# Any dirtbike riders here? Especially in Cali, I got some questions!



## B Lopez (Sep 9, 2007)

Im looking to buy a dirt bike, my first. Used, of course.

Where do I start? What size would I need. Being 5'10" and 200lbs. Im thinking 125, maybe 200, 2 or 4 stroke? 

Im not looking for oodles of power, just something to have fun on when Im out on surf trips/vacation at Pismo, SD, or out in bumfucknowhere Colorado.

What about brands, I dig Honda for reliability for sure, but I like KTM's orangeness. Wouldnt mind Yamaha or Kawasaki either. What models to look at? Looking for semi-auto. I want to change gears on my own, but dont want a clutch. At all.  

What about registering and insurance? I know nothing about this. Will this cost me out the butt?
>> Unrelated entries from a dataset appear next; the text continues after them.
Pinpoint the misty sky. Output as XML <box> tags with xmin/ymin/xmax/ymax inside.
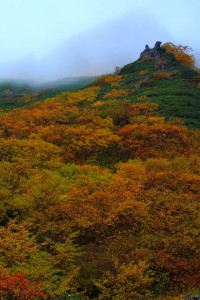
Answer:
<box><xmin>0</xmin><ymin>0</ymin><xmax>200</xmax><ymax>79</ymax></box>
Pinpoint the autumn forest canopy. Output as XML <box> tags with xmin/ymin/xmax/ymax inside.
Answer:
<box><xmin>0</xmin><ymin>43</ymin><xmax>200</xmax><ymax>300</ymax></box>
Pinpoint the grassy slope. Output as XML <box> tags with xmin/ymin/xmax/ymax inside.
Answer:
<box><xmin>90</xmin><ymin>55</ymin><xmax>200</xmax><ymax>128</ymax></box>
<box><xmin>0</xmin><ymin>76</ymin><xmax>96</xmax><ymax>110</ymax></box>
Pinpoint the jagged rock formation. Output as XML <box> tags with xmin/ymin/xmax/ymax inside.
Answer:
<box><xmin>140</xmin><ymin>41</ymin><xmax>166</xmax><ymax>59</ymax></box>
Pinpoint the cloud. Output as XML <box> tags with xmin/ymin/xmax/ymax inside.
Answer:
<box><xmin>0</xmin><ymin>10</ymin><xmax>171</xmax><ymax>80</ymax></box>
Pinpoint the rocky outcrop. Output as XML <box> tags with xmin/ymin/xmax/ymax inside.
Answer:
<box><xmin>140</xmin><ymin>41</ymin><xmax>166</xmax><ymax>59</ymax></box>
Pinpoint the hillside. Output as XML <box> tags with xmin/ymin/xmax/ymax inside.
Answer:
<box><xmin>89</xmin><ymin>40</ymin><xmax>200</xmax><ymax>128</ymax></box>
<box><xmin>0</xmin><ymin>43</ymin><xmax>200</xmax><ymax>300</ymax></box>
<box><xmin>0</xmin><ymin>76</ymin><xmax>96</xmax><ymax>110</ymax></box>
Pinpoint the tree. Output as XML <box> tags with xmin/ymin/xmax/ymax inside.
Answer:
<box><xmin>163</xmin><ymin>43</ymin><xmax>195</xmax><ymax>68</ymax></box>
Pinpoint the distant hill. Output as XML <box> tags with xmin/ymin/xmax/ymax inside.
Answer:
<box><xmin>0</xmin><ymin>76</ymin><xmax>96</xmax><ymax>110</ymax></box>
<box><xmin>0</xmin><ymin>42</ymin><xmax>200</xmax><ymax>300</ymax></box>
<box><xmin>88</xmin><ymin>40</ymin><xmax>200</xmax><ymax>128</ymax></box>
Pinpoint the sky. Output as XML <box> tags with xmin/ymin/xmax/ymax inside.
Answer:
<box><xmin>0</xmin><ymin>0</ymin><xmax>200</xmax><ymax>80</ymax></box>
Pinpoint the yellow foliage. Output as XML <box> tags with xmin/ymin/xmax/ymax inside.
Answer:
<box><xmin>139</xmin><ymin>70</ymin><xmax>149</xmax><ymax>76</ymax></box>
<box><xmin>104</xmin><ymin>90</ymin><xmax>128</xmax><ymax>99</ymax></box>
<box><xmin>104</xmin><ymin>75</ymin><xmax>123</xmax><ymax>87</ymax></box>
<box><xmin>163</xmin><ymin>43</ymin><xmax>195</xmax><ymax>68</ymax></box>
<box><xmin>152</xmin><ymin>71</ymin><xmax>170</xmax><ymax>79</ymax></box>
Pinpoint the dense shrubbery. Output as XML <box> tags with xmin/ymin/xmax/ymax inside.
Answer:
<box><xmin>0</xmin><ymin>43</ymin><xmax>200</xmax><ymax>300</ymax></box>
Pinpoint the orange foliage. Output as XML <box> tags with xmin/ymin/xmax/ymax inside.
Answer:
<box><xmin>104</xmin><ymin>90</ymin><xmax>128</xmax><ymax>99</ymax></box>
<box><xmin>163</xmin><ymin>43</ymin><xmax>195</xmax><ymax>68</ymax></box>
<box><xmin>139</xmin><ymin>70</ymin><xmax>149</xmax><ymax>76</ymax></box>
<box><xmin>152</xmin><ymin>71</ymin><xmax>170</xmax><ymax>79</ymax></box>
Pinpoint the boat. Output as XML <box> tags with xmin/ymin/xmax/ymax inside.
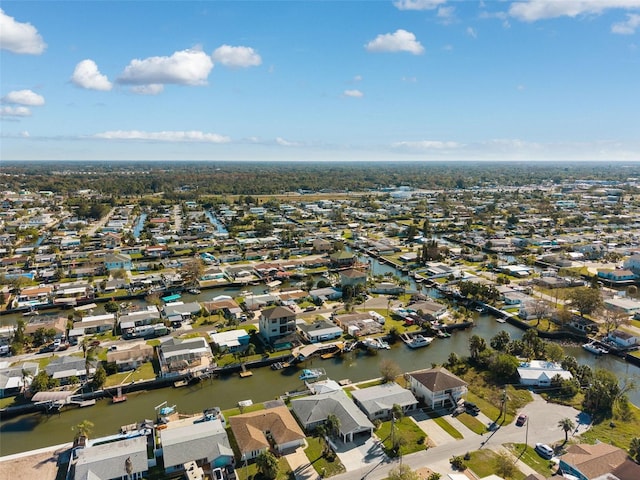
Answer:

Any info I left out you need?

Im looking at spending not more than 2500, but the cheaper the better


----------



## garcia3441 (Sep 9, 2007)

B Lopez said:


> What about brands, I dig Honda for reliability for sure, but I like KTM's orangeness. Wouldnt mind Yamaha or Kawasaki either.
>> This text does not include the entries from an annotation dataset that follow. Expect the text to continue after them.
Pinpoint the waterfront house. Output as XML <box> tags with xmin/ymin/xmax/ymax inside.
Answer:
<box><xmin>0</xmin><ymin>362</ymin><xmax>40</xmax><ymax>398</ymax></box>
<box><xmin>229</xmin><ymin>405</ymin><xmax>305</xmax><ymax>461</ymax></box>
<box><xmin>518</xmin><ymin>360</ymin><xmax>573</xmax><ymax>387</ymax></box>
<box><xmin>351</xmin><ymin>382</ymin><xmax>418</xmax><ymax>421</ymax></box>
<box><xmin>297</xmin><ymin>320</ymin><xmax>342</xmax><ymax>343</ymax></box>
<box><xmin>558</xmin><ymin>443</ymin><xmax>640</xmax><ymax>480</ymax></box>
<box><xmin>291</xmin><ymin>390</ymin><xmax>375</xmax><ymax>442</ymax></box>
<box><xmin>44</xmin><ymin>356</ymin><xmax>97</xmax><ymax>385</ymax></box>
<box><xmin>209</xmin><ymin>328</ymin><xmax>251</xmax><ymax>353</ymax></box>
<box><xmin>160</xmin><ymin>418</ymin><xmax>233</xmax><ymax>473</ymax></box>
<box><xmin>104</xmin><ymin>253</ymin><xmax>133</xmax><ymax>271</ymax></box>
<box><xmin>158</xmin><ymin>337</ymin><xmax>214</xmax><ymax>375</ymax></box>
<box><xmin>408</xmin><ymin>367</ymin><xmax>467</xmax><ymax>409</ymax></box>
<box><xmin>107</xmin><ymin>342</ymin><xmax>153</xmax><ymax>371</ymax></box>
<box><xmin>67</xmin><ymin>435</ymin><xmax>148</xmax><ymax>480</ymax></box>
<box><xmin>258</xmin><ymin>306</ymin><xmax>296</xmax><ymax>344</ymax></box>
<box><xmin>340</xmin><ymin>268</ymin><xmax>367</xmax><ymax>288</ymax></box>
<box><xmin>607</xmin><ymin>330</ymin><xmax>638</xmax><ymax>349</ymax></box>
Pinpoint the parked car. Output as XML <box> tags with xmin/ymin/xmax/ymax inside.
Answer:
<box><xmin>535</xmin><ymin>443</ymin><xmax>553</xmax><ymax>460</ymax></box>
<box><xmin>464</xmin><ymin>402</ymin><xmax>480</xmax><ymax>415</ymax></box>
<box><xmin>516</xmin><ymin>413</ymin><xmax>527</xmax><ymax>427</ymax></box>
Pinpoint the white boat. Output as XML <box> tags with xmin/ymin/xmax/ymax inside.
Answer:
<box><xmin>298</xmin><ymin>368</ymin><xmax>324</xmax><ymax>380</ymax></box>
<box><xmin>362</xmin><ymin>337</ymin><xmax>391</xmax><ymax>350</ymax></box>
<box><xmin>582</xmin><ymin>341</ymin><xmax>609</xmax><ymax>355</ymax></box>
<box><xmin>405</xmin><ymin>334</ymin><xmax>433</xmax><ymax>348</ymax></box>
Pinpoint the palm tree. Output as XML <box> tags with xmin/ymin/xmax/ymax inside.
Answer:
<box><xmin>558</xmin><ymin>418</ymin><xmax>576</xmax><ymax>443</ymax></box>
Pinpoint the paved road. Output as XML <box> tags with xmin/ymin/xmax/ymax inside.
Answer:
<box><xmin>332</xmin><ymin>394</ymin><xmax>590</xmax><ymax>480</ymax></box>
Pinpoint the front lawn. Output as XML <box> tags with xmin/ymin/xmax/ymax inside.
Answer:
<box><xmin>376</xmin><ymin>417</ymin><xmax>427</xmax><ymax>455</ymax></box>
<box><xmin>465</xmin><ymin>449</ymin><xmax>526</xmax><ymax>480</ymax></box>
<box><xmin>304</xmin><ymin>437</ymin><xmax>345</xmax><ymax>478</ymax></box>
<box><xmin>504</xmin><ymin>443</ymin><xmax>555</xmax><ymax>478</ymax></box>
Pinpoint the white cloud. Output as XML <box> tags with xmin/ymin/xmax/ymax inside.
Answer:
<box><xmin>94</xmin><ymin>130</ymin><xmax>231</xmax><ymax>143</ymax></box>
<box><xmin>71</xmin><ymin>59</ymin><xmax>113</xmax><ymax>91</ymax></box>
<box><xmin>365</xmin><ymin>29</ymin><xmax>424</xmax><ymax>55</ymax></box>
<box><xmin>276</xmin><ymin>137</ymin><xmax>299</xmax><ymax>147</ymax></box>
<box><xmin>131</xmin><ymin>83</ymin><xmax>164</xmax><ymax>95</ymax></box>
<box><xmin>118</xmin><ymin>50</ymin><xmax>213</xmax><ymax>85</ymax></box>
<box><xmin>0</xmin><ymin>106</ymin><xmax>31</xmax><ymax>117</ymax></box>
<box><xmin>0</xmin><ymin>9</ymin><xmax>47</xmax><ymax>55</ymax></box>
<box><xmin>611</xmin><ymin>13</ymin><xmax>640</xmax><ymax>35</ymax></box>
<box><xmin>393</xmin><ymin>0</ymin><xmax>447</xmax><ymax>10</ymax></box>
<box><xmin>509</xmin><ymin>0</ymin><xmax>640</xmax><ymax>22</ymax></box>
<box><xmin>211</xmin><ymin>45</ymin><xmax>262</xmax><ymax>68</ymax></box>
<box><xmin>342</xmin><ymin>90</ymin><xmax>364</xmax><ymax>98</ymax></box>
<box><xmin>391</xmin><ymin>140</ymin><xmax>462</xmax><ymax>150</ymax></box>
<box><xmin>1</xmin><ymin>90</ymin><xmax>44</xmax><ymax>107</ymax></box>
Husqvarna,but they have a clutch and are expensive.


----------



## B Lopez (Sep 9, 2007)

garcia3441 said:


> Husqvarna,but they have a clutch and are expensive.



If I cant pronounce it...


----------



## El Caco (Sep 9, 2007)

If you want a reliable, trouble free, low maintenance bike then go for an older air cooled XR.
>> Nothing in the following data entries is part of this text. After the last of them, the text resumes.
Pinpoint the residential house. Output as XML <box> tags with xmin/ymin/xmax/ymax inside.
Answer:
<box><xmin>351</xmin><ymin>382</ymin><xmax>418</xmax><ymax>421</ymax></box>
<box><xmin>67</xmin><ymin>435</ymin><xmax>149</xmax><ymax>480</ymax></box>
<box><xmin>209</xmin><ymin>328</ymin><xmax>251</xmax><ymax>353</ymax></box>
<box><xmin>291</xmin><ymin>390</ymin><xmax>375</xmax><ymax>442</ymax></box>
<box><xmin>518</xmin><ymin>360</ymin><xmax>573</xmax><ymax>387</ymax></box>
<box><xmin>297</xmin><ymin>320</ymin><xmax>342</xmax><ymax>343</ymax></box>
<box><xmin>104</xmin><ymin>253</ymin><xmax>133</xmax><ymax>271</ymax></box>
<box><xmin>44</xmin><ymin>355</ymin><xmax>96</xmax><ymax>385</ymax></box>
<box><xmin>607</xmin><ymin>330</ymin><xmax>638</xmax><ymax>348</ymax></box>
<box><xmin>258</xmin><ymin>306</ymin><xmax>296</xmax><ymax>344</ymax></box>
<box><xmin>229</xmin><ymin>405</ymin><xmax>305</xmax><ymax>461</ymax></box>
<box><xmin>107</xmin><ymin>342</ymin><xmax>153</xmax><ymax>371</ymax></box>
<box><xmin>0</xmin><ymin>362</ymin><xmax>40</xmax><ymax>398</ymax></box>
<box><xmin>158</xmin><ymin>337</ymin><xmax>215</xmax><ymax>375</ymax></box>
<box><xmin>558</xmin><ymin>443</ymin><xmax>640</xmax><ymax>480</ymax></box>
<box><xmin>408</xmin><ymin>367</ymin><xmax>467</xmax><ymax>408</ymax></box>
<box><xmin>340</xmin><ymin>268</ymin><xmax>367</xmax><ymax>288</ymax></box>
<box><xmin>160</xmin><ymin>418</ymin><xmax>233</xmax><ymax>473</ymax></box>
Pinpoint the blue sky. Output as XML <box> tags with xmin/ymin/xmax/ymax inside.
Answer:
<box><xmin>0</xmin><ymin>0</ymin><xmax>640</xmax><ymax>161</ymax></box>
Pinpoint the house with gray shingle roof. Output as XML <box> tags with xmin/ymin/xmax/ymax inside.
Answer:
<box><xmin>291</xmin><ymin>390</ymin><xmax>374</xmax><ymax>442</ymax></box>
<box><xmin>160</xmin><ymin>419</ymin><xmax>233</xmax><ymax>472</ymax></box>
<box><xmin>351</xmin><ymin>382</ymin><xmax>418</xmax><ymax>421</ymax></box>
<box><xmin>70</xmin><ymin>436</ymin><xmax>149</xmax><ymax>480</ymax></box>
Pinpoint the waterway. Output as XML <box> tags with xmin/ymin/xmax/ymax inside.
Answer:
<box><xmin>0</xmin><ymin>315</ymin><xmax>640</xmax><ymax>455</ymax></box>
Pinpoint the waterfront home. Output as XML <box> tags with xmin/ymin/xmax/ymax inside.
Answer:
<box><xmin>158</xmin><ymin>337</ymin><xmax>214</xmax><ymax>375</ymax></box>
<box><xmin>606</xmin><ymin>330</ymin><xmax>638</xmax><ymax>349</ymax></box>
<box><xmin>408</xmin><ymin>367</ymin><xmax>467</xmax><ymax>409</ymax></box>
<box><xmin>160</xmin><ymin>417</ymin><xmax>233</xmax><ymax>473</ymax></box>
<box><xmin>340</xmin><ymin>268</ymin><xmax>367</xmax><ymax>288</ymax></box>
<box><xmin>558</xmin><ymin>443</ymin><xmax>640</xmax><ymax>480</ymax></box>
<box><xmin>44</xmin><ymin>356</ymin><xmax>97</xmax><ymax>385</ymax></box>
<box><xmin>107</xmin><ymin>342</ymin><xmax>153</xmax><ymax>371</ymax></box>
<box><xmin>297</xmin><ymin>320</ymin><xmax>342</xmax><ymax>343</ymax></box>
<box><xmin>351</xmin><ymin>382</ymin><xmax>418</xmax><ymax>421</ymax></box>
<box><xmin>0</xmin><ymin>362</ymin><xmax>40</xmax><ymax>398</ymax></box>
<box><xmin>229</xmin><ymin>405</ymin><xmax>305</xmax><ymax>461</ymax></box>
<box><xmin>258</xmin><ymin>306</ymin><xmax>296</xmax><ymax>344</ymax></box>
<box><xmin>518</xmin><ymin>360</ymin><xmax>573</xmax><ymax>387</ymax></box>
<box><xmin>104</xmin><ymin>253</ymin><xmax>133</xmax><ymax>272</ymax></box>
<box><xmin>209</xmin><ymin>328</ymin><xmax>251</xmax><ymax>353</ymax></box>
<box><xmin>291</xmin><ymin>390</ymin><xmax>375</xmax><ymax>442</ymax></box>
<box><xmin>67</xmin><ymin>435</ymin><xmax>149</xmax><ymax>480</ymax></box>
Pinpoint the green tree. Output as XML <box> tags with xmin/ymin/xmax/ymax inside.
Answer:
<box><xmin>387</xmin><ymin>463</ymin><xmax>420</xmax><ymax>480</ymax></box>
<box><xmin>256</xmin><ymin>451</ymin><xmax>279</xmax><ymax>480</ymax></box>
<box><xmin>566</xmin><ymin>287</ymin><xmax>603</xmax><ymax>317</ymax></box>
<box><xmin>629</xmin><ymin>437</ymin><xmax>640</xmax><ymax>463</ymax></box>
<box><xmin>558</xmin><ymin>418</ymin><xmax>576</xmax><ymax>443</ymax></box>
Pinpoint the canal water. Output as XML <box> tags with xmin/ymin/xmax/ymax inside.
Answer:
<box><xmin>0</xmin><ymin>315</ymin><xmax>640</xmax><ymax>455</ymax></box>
Low maintenance dirt bikes do not exist anymore. Todays dirt bike are like F1 race cars, they are built for ultimate performance and as such require constant maintenance.


----------



## El Caco (Sep 9, 2007)

I'd also recommend a pit bike, I realise they are small, but they can be set up to be comfortable and they are cheap, reliable and a shit load of fun.


----------



## B Lopez (Sep 9, 2007)

What's a pit bike?

edit: no go on the pit bikes, I'd like something full-sized



Firedragon said:


> If you want a reliable, trouble free, low maintenance bike then go for an older air cooled XR.
> 
> Low maintenance dirt bikes do not exist anymore. Todays dirt bike are like F1 race cars, they are built for ultimate performance and as such require constant maintenance.



That's a Honda, right?

_Constant maintenance_ as in...


(btw, the tuflite surfboard I got is AWESOME.)


----------



## garcia3441 (Sep 9, 2007)

Honda CRF70F


----------



## El Caco (Sep 10, 2007)

Yes the XR is a Honda. 

The newer CRF 250's and 450's and the other newer 4 stroke bike engines incorporate the latest technology and are high performance machines making approx 1+ HP for every 10cc, these things start to make power when the revs get high and rev out to ridiculous 10000+ rpm requiring constant servide and repair.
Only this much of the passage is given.